QuEst++

Hands-on QuEst++

QuEst++ is an open source software is aimed at Quality Estimation (QE) for machine translation. It was developed by Professor Lucia Specia's team at the University of Sheffield and includes contributions from a number of researchers.

It has two main modules: a Java module to extract a number of word, sentence and document-level features and a Python module that interacts with the scikit-learn toolkit for machine learning. Is has also a few python and shell scripts for small things here and there.

See Hands-on material for details.

** Hands-on resource for including a new feature: List of simple words.

Pre-tutorial Instructions

GitHub: - to clone QuEst++ from repository:

git clone https://github.com/ghpaetzold/questplusplus.git
System requirements for QuEst++:
** JAVA **
Java 8 (JDK 1.8) - it should work with both OpenJDK and Oracle versions (java-8-oracle recommended)
-- NetBeans 8.1 OR
-- Apache Ant (>= 1.9.3)

** Notes about Ubuntu: On Ubuntu, it's easier to install the Oracle version:

sudo apt-get install oracle-java8-installer

(Check here if you don't find that version)

NetBeans has issues to build on Linux. Get Apache Ant instead to build through command line:

sudo apt-get install ant

** PYTHON **
Python 2.7.6 (or above - only 2.7 stable distributions)
-- NumPy and SciPy (NumPy >=1.6.1 and SciPy >=0.9)
-- scikit-learn (version 0.15.2)
-- PyYAML
Feature extraction requirements:
Sentence-level:
- Perl 5 (or above)
- SRILM

** Note about Windows: Some tools (e.g.

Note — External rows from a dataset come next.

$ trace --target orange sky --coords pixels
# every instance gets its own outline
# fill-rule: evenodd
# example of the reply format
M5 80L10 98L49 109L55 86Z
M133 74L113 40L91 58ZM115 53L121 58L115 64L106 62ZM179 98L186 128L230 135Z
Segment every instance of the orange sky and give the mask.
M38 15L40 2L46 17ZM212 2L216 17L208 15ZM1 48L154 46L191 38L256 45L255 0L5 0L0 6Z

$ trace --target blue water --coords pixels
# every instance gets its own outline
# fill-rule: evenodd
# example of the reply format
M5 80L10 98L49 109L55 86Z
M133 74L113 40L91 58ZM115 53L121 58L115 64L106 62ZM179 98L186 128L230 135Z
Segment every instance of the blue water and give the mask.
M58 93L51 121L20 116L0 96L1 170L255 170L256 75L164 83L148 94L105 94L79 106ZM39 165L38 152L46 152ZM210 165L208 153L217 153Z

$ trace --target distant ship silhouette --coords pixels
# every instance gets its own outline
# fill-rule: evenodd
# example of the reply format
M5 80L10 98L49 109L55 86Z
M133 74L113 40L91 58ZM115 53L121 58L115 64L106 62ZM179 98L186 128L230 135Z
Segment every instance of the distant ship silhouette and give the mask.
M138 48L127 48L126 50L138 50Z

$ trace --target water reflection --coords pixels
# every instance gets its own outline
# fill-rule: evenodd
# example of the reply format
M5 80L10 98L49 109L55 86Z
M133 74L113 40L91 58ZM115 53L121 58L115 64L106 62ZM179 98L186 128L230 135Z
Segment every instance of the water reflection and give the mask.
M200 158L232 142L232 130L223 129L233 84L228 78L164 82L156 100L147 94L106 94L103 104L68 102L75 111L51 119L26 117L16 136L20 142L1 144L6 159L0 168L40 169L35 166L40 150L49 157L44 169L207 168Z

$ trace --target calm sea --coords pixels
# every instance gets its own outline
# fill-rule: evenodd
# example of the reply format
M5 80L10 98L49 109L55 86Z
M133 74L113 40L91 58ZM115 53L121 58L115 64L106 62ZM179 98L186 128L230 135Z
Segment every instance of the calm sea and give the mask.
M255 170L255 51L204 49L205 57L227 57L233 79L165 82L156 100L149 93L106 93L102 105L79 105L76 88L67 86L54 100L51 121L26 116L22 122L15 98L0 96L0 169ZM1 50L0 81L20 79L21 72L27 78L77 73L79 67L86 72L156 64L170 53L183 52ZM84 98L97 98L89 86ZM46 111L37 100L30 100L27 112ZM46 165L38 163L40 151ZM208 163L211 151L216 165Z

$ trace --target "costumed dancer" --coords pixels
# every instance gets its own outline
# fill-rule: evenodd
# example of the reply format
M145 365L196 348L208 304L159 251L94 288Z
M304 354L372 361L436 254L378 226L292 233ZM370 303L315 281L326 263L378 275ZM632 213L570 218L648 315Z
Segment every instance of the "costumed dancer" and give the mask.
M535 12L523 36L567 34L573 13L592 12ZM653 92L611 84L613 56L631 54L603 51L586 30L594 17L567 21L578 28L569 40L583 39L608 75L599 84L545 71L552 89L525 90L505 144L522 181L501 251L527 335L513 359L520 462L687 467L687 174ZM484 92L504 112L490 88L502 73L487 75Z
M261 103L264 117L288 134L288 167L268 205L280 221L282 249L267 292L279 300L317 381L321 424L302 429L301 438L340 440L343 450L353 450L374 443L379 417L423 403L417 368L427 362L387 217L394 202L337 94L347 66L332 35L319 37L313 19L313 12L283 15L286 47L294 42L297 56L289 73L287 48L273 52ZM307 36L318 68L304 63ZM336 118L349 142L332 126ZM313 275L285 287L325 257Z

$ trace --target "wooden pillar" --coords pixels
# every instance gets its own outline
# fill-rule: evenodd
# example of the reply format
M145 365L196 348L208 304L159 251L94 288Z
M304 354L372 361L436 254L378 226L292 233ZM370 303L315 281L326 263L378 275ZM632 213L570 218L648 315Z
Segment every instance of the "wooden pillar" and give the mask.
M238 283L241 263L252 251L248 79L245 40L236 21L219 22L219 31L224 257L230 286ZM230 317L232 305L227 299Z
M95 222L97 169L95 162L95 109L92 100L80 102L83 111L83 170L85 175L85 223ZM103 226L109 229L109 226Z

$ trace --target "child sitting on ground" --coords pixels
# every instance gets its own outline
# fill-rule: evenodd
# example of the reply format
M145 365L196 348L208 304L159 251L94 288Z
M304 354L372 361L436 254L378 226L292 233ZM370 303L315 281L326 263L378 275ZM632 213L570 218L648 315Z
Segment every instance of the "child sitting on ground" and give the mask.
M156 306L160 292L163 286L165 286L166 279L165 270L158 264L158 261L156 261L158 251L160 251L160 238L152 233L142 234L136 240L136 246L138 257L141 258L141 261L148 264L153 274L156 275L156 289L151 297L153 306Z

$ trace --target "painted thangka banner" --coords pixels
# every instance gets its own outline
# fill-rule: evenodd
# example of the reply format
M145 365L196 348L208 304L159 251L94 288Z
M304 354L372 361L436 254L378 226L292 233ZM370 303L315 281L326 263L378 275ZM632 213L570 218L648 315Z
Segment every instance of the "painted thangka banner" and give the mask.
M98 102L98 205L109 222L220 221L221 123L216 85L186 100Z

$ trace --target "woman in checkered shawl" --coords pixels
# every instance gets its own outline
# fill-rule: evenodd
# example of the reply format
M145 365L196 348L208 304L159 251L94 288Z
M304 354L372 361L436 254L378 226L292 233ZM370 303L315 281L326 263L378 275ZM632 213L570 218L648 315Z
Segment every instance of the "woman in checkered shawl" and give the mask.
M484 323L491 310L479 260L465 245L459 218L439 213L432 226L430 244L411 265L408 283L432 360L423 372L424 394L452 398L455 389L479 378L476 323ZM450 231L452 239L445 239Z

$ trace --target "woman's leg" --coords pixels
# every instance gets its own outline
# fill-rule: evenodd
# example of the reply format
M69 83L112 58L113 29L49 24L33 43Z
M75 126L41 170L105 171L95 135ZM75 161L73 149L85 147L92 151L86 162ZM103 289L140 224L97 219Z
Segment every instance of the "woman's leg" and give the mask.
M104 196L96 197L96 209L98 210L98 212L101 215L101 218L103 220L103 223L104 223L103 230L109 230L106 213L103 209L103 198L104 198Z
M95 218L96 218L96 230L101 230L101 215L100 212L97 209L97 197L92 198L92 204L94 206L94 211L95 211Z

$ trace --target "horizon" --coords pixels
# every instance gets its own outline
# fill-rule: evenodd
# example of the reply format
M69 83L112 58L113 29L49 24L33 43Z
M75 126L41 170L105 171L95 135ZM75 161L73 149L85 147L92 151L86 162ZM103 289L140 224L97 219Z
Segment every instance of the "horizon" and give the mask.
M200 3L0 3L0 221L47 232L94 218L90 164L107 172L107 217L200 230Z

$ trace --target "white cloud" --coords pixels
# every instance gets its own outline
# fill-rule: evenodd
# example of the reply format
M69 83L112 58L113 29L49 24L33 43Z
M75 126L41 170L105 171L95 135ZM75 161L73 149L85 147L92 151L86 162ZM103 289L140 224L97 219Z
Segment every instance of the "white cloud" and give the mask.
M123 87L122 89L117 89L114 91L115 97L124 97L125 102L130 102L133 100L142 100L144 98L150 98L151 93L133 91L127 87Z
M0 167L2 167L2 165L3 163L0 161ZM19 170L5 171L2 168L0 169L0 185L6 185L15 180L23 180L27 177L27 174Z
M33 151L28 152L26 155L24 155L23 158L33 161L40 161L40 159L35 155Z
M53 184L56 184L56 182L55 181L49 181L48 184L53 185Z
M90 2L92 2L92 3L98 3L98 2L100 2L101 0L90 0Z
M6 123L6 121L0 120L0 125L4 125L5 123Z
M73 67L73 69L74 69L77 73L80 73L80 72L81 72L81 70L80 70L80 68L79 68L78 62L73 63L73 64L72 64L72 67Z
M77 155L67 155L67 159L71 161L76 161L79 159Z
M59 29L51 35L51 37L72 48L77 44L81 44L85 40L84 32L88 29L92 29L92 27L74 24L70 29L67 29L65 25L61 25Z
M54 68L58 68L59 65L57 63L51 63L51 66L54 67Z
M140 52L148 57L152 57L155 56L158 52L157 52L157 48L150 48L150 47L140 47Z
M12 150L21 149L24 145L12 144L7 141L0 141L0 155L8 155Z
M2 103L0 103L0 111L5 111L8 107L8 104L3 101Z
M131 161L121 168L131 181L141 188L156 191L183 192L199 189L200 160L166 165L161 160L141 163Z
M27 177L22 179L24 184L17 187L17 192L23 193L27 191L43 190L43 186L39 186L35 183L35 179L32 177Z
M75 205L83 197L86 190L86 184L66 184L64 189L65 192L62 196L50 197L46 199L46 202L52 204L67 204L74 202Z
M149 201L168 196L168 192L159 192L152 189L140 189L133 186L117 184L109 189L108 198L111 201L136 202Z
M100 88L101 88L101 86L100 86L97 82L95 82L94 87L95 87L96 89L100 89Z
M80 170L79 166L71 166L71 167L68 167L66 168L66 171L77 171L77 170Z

SRILM) might require Cygwin to run on Windows.

** Other details can be found at the QuEst++ GitHub page.

Versions of QuEst++

Get QuEst++ from our GitHub repository (source code and basic tools - recommended for developers).

Get vanilla version of QuEst++ (complete JAR file with all libraries included of the stable version of the code - recommended for users).

License: for our Java code is BSD and for our Python code is Apache License 2.0. For pre-existing code and resources, e.g., scikit-learn, SRILM, GIZA++, Stanford and Berkeley parsers, please check their website.

Check the current baseline, black-box, and glass-box lists of features QuEst++ can extract at sentence level.

Citing QuEst++

Lucia Specia, Gustavo Henrique Paetzold and Carolina Scarton (2015): Multi-level Translation Quality Prediction with QuEst++. In the Proceedings of ACL-IJCNLP 2015 System Demonstrations, Beijing, China, pp. 115-120. [PDF][BIBTEX]